We manually add the required assemblies via TfmSpecificPackageFile. -->
<IncludeBuildOutput>false</IncludeBuildOutput>
<!-- Hook into the packaging process to add extension assemblies. -->
<TargetsForTfmSpecificContentInPackage>
$(TargetsForTfmSpecificContentInPackage);_AddAssembliesToOutput
</TargetsForTfmSpecificContentInPackage>
<!-- NU5100: Assembly not in lib folder (metalama folder is intentional). -->
<NoWarn>$(NoWarn);NU5100</NoWarn>
</PropertyGroup>
<ItemGroup>
<!-- Reference Metalama.Framework to establish the package dependency. -->
<PackageReference Include="Metalama.Framework" />
</ItemGroup>
<ItemGroup>
<!-- Include the props files in the package. -->
<None Update="build/*" Pack="true" PackagePath=""/>
<None Update="buildTransitive/*" Pack="true" PackagePath=""/>
</ItemGroup>
<!-- Add assemblies to the package. -->
<Target Name="_AddAssembliesToOutput">
<!-- Build dependencies first.
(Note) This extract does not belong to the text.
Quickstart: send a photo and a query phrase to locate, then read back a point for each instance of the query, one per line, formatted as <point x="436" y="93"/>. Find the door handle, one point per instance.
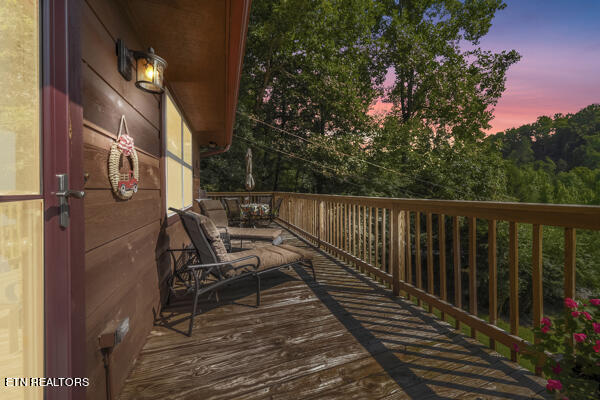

RemoveProperties clears inherited TargetFramework. -->
<MSBuild Projects="../MyExtension.Engine/MyExtension.Engine.csproj"
Properties="Configuration=$(Configuration)" RemoveProperties="TargetFramework" />
<MSBuild Projects="../MyExtension/MyExtension.csproj"
Properties="Configuration=$(Configuration)" RemoveProperties="TargetFramework" />
<ItemGroup>
<!-- Add AspectContracts and Main to lib folder for run-time use. -->
<TfmSpecificPackageFile
Include="../MyExtension.AspectContracts/bin/$(Configuration)/netstandard2.0/MyExtension.AspectContracts.dll"
PackagePath="lib/netstandard2.0" />
<TfmSpecificPackageFile
Include="../MyExtension/bin/$(Configuration)/net8.0/MyExtension.dll"
PackagePath="lib/net8.0" />
<!-- Add Engine to metalama folder for compile-time use. -->
<TfmSpecificPackageFile
Include="../MyExtension.Engine/bin/$(Configuration)/netstandard2.0/MyExtension.Engine.dll"
PackagePath="metalama" />
</ItemGroup>
</Target>
</Project>
ExportExtensionAttribute vs. MetalamaPlugInAttribute
The MetalamaPlugInAttribute attribute registers types that Metalama discovers automatically, such as aspect weavers and metric providers. This attribute only works in projects where MetalamaEnabled=true, which means Metalama compiles the project.
In contrast, ExportExtensionAttribute works with extension assemblies that Metalama doesn't compile (MetalamaEnabled=false). Use this attribute to export extension types such as service factories from these assemblies.